Literal Hell + Age of Accountability = What?!?

Literal Hell + Age of Accountability = What?!? December 23, 2012

[The text in the facebook status copied above reads: About 20 children are receiving the BEST CHRISTMAS PRESENT EVER….the presence of our God and our Lord Jesus Christ!]

I remember when Andrea Yates drowned her five small children in a bathtub. I was a conservative evangelical at the time, and still in high school, and when I heard about the story I had a problem. I knew I found what Yates had done morally reprehensible, but, well, I couldn’t find a way to criticize her reasoning for doing what she did. My theology wouldn’t let me, because, well, her theology was my theology followed to its logical conclusion.
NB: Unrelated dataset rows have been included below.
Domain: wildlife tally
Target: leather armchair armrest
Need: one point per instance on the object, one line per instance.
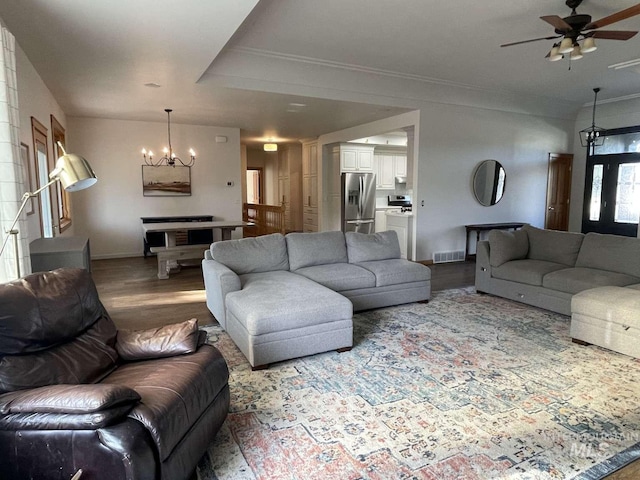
(166, 341)
(66, 407)
(68, 399)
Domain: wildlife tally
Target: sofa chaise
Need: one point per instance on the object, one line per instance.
(595, 278)
(546, 268)
(282, 297)
(77, 394)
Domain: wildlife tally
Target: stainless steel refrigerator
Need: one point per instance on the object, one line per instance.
(358, 202)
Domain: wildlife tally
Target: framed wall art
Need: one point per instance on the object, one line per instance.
(29, 177)
(166, 181)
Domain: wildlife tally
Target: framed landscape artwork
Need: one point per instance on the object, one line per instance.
(166, 181)
(29, 176)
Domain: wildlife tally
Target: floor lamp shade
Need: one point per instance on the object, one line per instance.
(74, 172)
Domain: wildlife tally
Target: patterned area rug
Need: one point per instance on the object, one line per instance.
(467, 386)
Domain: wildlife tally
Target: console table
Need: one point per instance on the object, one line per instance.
(484, 227)
(194, 236)
(51, 253)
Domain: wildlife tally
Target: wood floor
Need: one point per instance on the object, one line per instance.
(136, 299)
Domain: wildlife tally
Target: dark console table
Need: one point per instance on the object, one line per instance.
(194, 237)
(484, 227)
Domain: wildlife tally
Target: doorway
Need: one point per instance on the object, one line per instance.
(558, 191)
(255, 185)
(612, 184)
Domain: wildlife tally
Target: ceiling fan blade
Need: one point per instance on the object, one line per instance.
(616, 17)
(529, 41)
(557, 22)
(613, 34)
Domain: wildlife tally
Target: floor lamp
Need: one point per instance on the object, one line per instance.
(73, 172)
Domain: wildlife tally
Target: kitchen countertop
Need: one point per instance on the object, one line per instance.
(398, 213)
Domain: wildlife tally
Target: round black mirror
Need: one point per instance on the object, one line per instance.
(489, 182)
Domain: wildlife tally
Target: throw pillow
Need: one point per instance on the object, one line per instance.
(363, 247)
(505, 246)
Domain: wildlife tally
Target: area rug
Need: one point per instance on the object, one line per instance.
(467, 386)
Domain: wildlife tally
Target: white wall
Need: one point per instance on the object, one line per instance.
(451, 141)
(109, 212)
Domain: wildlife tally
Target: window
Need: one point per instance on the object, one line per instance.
(612, 184)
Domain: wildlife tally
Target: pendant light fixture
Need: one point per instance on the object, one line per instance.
(270, 147)
(593, 136)
(168, 158)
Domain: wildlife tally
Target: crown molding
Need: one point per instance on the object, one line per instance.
(624, 98)
(375, 71)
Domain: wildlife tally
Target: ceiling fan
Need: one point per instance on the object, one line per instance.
(579, 27)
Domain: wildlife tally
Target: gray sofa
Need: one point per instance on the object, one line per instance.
(546, 268)
(285, 297)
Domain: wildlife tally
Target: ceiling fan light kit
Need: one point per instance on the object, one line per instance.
(579, 28)
(589, 45)
(554, 54)
(576, 53)
(566, 46)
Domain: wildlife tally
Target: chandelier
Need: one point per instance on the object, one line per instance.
(593, 136)
(168, 158)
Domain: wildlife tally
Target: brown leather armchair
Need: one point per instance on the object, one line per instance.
(77, 394)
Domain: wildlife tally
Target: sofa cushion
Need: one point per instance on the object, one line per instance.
(397, 271)
(277, 301)
(613, 253)
(609, 304)
(526, 271)
(175, 391)
(318, 248)
(339, 276)
(85, 359)
(252, 255)
(363, 247)
(506, 246)
(164, 341)
(574, 280)
(553, 246)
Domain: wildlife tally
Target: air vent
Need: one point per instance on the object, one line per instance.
(444, 257)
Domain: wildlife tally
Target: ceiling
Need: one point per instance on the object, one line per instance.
(131, 59)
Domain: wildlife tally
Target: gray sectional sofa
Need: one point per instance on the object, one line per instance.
(285, 297)
(546, 268)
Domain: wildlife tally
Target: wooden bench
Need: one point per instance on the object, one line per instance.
(179, 252)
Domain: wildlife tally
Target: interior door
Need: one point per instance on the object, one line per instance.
(558, 191)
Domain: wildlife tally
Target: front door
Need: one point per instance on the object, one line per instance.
(558, 191)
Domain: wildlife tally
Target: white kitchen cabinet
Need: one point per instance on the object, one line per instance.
(289, 186)
(355, 157)
(385, 172)
(390, 162)
(400, 165)
(310, 187)
(381, 221)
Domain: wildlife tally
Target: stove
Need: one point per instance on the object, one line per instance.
(402, 201)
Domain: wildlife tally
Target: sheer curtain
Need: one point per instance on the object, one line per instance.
(12, 179)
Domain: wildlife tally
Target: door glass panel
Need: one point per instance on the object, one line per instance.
(596, 193)
(628, 193)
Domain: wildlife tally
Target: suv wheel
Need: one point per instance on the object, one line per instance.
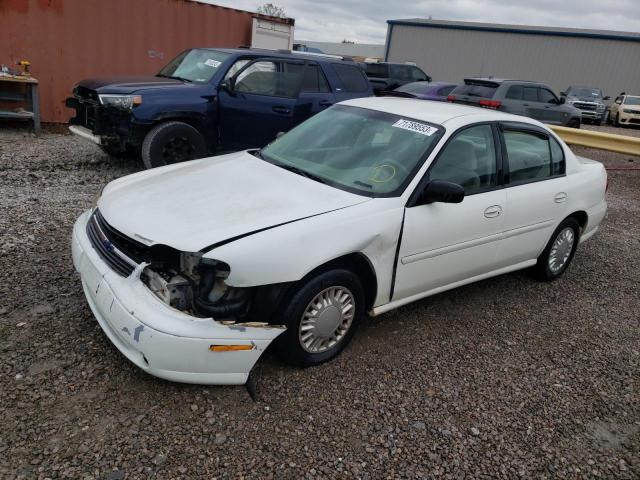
(558, 253)
(172, 142)
(321, 318)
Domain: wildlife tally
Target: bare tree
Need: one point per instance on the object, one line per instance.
(271, 10)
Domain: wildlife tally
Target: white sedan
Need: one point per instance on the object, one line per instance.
(193, 269)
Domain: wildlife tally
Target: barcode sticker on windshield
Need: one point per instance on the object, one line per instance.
(416, 127)
(212, 63)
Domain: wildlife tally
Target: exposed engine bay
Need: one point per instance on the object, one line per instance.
(196, 285)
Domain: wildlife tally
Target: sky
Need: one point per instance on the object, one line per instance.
(364, 21)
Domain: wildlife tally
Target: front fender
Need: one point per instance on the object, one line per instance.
(288, 252)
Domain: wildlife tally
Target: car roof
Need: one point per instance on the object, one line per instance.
(263, 52)
(502, 80)
(433, 112)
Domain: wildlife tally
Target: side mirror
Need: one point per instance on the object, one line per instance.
(227, 85)
(441, 191)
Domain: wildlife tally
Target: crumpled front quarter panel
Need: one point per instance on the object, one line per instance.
(289, 252)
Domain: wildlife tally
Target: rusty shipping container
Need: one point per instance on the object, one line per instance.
(68, 40)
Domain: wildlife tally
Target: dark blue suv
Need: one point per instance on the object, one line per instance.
(208, 101)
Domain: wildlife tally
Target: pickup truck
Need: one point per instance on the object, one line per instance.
(386, 76)
(208, 101)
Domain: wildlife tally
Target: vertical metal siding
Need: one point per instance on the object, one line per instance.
(68, 40)
(558, 61)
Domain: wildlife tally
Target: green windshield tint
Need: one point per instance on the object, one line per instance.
(197, 65)
(364, 151)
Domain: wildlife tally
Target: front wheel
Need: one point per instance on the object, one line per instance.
(321, 318)
(172, 142)
(559, 252)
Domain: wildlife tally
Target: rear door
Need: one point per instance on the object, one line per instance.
(531, 104)
(316, 94)
(552, 113)
(349, 81)
(536, 191)
(259, 102)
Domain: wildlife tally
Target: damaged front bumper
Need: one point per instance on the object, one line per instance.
(160, 340)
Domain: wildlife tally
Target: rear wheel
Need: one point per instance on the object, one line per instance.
(559, 252)
(321, 318)
(172, 142)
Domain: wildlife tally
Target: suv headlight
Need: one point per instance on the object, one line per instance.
(124, 102)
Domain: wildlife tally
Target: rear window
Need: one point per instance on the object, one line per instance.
(476, 90)
(352, 78)
(376, 70)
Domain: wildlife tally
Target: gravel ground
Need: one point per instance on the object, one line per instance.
(504, 378)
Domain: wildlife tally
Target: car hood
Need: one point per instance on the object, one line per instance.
(195, 205)
(129, 84)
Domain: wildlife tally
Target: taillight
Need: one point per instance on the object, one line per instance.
(490, 103)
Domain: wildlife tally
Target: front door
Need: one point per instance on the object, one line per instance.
(447, 243)
(259, 103)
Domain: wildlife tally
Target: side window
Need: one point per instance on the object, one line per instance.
(443, 92)
(417, 74)
(557, 158)
(353, 78)
(545, 96)
(468, 159)
(314, 80)
(270, 78)
(529, 156)
(236, 67)
(514, 92)
(530, 94)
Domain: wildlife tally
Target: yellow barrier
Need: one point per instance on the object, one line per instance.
(599, 140)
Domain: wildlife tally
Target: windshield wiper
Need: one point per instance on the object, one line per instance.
(362, 184)
(298, 171)
(174, 77)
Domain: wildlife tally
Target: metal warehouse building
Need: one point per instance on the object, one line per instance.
(560, 57)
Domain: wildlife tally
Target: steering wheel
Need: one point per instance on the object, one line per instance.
(387, 171)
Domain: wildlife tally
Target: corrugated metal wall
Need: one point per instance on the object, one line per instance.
(446, 54)
(68, 40)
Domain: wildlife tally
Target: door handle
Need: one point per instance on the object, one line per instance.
(560, 197)
(493, 211)
(281, 109)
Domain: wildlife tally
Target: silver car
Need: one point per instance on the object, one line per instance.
(520, 97)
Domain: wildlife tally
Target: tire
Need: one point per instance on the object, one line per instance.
(544, 269)
(172, 142)
(289, 345)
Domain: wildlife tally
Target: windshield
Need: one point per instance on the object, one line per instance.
(197, 65)
(364, 151)
(413, 87)
(585, 92)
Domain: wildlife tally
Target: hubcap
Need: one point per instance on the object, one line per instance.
(177, 149)
(561, 249)
(326, 320)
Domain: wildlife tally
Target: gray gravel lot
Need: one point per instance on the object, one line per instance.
(505, 378)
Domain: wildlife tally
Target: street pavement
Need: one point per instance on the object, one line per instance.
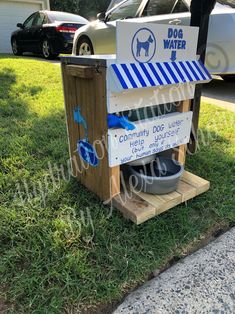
(220, 93)
(201, 283)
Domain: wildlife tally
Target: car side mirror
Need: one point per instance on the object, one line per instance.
(101, 16)
(20, 25)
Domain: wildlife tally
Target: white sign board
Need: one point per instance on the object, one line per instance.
(148, 42)
(150, 137)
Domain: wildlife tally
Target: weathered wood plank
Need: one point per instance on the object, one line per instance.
(86, 72)
(140, 207)
(134, 207)
(200, 184)
(186, 190)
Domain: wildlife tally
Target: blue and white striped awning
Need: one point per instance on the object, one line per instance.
(145, 75)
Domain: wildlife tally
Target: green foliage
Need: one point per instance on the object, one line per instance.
(88, 9)
(59, 245)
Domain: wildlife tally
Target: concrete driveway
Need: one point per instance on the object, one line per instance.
(220, 93)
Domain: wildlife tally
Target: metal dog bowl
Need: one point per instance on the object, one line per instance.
(142, 161)
(159, 177)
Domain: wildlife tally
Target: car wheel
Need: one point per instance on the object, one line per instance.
(47, 51)
(228, 78)
(84, 47)
(15, 48)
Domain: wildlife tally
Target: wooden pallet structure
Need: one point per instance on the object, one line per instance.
(140, 207)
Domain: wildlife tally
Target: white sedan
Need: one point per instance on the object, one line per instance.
(99, 37)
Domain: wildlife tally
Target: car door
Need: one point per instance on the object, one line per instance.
(36, 32)
(175, 12)
(25, 36)
(105, 32)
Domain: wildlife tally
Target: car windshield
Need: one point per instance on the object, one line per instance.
(65, 17)
(113, 3)
(230, 3)
(128, 9)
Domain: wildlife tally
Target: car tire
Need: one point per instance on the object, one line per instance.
(84, 47)
(15, 48)
(47, 50)
(228, 78)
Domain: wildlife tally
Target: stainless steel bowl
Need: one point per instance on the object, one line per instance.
(142, 161)
(159, 177)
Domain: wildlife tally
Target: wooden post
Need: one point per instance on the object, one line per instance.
(200, 15)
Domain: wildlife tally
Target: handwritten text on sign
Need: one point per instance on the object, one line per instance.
(150, 137)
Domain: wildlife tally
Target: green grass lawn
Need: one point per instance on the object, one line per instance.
(59, 245)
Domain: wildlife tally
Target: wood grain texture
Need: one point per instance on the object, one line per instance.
(86, 72)
(180, 152)
(90, 96)
(140, 207)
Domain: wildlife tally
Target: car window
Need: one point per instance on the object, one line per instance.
(113, 3)
(126, 10)
(39, 19)
(158, 7)
(29, 22)
(180, 7)
(65, 17)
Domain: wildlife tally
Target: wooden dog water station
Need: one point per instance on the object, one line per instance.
(97, 86)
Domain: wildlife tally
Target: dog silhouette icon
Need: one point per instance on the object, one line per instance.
(144, 45)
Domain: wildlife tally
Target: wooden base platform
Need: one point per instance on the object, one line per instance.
(140, 207)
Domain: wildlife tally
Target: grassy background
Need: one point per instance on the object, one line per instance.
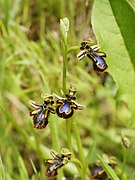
(31, 63)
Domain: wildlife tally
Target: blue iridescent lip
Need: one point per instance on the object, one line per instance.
(65, 108)
(100, 61)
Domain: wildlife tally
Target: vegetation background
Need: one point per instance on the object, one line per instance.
(31, 63)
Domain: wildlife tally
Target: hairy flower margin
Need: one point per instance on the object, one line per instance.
(63, 107)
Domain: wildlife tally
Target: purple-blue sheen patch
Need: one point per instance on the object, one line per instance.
(65, 108)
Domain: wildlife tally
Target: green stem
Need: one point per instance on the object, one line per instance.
(80, 149)
(65, 63)
(124, 161)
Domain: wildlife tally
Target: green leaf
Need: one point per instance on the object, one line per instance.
(64, 27)
(114, 26)
(108, 169)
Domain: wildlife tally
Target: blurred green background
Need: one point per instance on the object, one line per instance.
(31, 64)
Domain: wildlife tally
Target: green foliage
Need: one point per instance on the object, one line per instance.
(114, 29)
(31, 63)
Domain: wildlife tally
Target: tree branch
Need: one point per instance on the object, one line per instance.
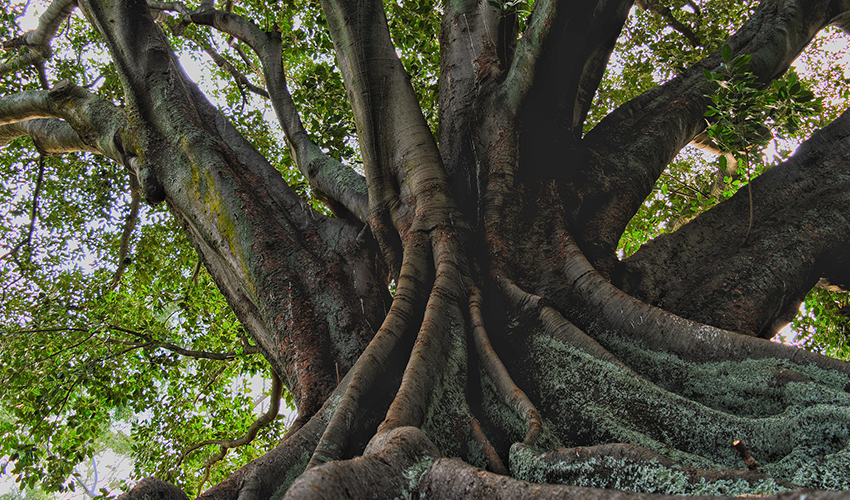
(149, 341)
(560, 62)
(129, 226)
(98, 123)
(756, 288)
(335, 180)
(38, 40)
(51, 136)
(665, 13)
(629, 149)
(227, 444)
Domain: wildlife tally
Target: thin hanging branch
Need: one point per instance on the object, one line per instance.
(129, 226)
(27, 241)
(227, 444)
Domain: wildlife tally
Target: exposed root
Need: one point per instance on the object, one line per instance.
(494, 462)
(373, 362)
(602, 309)
(495, 369)
(591, 401)
(433, 342)
(447, 477)
(616, 465)
(391, 468)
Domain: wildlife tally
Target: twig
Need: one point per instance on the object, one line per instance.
(667, 15)
(129, 226)
(33, 213)
(264, 420)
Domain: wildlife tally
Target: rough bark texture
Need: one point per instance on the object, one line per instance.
(508, 357)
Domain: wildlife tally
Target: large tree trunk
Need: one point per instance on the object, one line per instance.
(516, 348)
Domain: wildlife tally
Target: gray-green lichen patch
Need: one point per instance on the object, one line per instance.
(787, 415)
(413, 475)
(609, 472)
(752, 388)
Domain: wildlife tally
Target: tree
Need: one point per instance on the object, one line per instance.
(458, 322)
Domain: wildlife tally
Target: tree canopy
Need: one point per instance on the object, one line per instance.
(465, 242)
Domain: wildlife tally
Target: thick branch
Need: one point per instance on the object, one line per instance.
(469, 65)
(335, 180)
(98, 124)
(399, 154)
(800, 231)
(631, 147)
(51, 136)
(306, 287)
(38, 40)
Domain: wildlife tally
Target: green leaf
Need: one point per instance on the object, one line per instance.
(726, 52)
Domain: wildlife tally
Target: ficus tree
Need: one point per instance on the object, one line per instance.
(426, 257)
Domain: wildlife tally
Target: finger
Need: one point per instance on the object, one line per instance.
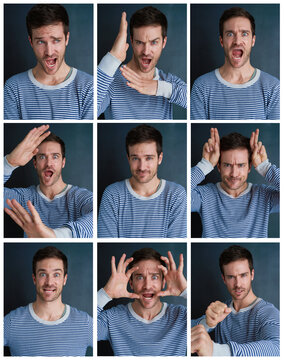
(14, 217)
(113, 267)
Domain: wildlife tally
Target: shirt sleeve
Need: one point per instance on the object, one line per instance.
(105, 76)
(198, 174)
(11, 108)
(108, 216)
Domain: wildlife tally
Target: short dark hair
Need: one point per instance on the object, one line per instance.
(235, 12)
(144, 133)
(148, 16)
(47, 14)
(55, 138)
(234, 253)
(145, 254)
(47, 253)
(235, 141)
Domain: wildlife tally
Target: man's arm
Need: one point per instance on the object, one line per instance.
(109, 64)
(210, 158)
(115, 288)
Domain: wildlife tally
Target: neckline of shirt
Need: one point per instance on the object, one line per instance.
(238, 86)
(140, 197)
(247, 190)
(46, 322)
(246, 308)
(139, 318)
(52, 87)
(62, 193)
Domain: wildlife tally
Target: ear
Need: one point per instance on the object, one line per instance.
(160, 159)
(65, 280)
(165, 41)
(67, 38)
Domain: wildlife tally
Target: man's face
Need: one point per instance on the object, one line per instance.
(234, 169)
(49, 163)
(147, 281)
(144, 161)
(49, 279)
(237, 41)
(147, 44)
(49, 45)
(238, 277)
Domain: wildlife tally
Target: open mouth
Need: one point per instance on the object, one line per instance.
(50, 62)
(237, 53)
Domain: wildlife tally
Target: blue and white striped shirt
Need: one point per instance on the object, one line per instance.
(252, 331)
(214, 98)
(131, 335)
(27, 99)
(69, 214)
(118, 101)
(124, 213)
(227, 217)
(28, 335)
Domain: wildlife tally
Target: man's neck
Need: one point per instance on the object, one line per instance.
(145, 189)
(236, 75)
(147, 76)
(247, 301)
(41, 76)
(147, 314)
(50, 311)
(51, 191)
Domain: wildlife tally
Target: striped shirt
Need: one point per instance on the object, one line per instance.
(28, 99)
(214, 98)
(131, 335)
(118, 101)
(28, 335)
(124, 213)
(227, 217)
(252, 331)
(69, 214)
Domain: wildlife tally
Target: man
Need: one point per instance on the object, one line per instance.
(236, 90)
(52, 89)
(139, 90)
(47, 327)
(248, 326)
(147, 326)
(53, 208)
(234, 207)
(143, 206)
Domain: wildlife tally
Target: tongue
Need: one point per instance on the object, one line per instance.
(237, 53)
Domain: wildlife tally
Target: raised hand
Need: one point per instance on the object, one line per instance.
(211, 149)
(27, 148)
(120, 46)
(175, 280)
(258, 150)
(30, 222)
(116, 287)
(143, 86)
(201, 342)
(216, 312)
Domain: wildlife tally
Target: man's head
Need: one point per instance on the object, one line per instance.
(237, 35)
(50, 267)
(148, 34)
(48, 29)
(144, 152)
(236, 265)
(235, 161)
(50, 160)
(148, 280)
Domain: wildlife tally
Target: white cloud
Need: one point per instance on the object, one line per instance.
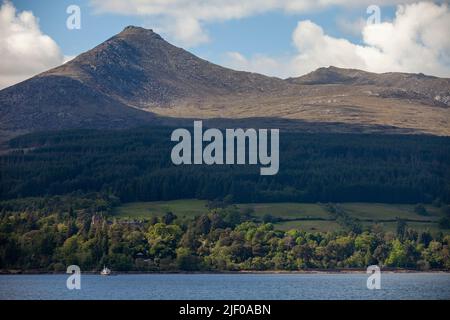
(24, 49)
(415, 41)
(183, 20)
(257, 63)
(351, 27)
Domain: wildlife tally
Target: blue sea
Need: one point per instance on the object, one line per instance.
(394, 286)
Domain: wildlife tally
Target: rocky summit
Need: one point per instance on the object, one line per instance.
(136, 77)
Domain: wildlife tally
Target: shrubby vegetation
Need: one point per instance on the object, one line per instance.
(53, 232)
(135, 165)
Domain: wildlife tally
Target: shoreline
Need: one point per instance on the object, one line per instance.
(310, 271)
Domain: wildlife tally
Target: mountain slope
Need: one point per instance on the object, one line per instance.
(136, 77)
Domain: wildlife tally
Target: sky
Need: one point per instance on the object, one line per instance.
(283, 38)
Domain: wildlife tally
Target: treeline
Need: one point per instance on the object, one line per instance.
(135, 165)
(49, 234)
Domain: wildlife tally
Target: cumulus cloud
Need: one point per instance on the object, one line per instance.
(183, 20)
(24, 49)
(258, 63)
(415, 41)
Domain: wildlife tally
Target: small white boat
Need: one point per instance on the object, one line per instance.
(105, 271)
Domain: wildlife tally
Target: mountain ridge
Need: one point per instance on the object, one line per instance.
(136, 77)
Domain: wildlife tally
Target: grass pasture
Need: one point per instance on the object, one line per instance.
(303, 216)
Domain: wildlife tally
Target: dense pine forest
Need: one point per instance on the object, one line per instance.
(58, 191)
(135, 165)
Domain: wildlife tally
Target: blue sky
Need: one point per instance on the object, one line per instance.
(268, 33)
(283, 38)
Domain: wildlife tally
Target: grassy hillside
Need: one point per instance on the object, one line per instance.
(303, 216)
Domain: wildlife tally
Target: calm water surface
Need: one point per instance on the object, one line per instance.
(227, 286)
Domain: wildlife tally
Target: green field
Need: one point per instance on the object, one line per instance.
(310, 216)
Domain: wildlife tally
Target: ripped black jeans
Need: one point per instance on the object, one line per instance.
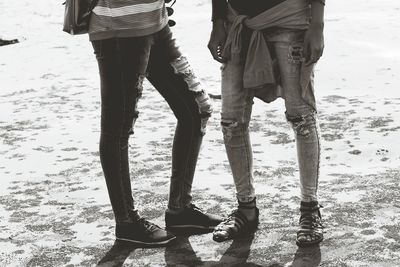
(123, 64)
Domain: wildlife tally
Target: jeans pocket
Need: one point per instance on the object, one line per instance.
(97, 47)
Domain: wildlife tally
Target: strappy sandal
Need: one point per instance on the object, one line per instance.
(311, 228)
(234, 226)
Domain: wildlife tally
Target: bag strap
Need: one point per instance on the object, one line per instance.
(92, 5)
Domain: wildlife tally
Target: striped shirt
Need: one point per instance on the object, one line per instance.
(127, 18)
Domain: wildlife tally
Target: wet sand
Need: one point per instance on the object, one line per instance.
(54, 209)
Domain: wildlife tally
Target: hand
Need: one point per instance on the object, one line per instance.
(313, 44)
(217, 40)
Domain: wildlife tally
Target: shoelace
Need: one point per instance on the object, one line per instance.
(147, 226)
(194, 207)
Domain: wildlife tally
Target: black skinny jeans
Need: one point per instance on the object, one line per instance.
(123, 64)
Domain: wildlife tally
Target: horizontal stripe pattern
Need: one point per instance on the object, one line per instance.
(127, 10)
(127, 18)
As with many if not most evangelical and fundamentalist churches, my parents’ church taught both the existence of a literal hell – consisting, of course, of eternal torment – and the idea that children who die before the age of accountability – usually around seven or eight – automatically go straight to heaven. Andrea Yates explained that, based on these doctrines, she murdered her five small children because she was afraid that if she let them grow past the age of accountability, they might not choose Jesus and might therefore spend eternity in torment. She was willing to damn her soul by committing murder if that was what was necessary to ensure that her children would spend eternity in heaven. Aren’t mothers supposed to sacrifice for their children, after all? As evangelical and fundamentalist America jumped all over itself to condemn Yates’ actions, I wavered on an instant of doubt and then pushed it away.

Following this line of thought, evangelicals and fundamentalists who truly believe in both a literal hell and the age of accountability ought to, like the facebook user who posted the status above, rejoice in the deaths of the children at Sandy Hook Elementary. Why? Because, by their doctrine, the shooter did those children a favor by sending them straight to heaven. Had those twenty children grown up, the odds that all of them would have become Bible believing Christians are a hundred to one, and the consequences for those children who didn’t would have been dire – eternal and never-ending torture. Instead, by these beliefs, all twenty children will have never-ending bliss.

Indeed, these evangelicals and fundamentalists ought to approach abortion in the same way. They believe that fetuses have souls, after all, and since they are under the age of accountability, they believe the souls of dead fetuses go straight to heaven. Logically, abortion doctors ought to be viewed as heroes, willing do damn their own souls and face eternal torture in order to spare as many souls as possible the same fate. In fact, logically, what mother who truly believes these things would choose to birth a child and let it grow up with even the chance of rejecting Jesus and spending eternity in hell? Would it not be better to abort it and thus spare it any chance of such torture and send it straight to heaven? Sure, by doing so they would damn their own souls to hell, but wouldn’t that make them the ultimate heroes, willing to sacrifice all for the good of their children?

When I had these thoughts as a teen, I didn’t know how to handle them, so I pushed them away rather than face their full implications. And as I write this, I realize that some might find it offensive. But I think we need to be pointing out the absolute moral horror that results from actually and truly taking these two beliefs seriously. Andrea Yates realized that horror, and she walked into it. And yet, thankfully, she is the extreme aberration. Further, her actions were widely and soundly condemned by evangelicals and fundamentalists right alongside everyone else. Why is this, when her action is in some sense simply the natural and humane conclusion of the doctrines held by so many evangelicals and fundamentalists?

My answer to this question is that evangelicals and fundamentalists who claim to believe in both a literal hell and the age of accountability must (a) not truly believe in one or both of those doctrines  (b) have never followed these doctrines to their logical conclusion, or (c) have pushed these thoughts under the rug as I did for so long. And I suppose perhaps we should be glad of this, because the last thing this world need is more Andrea Yateses.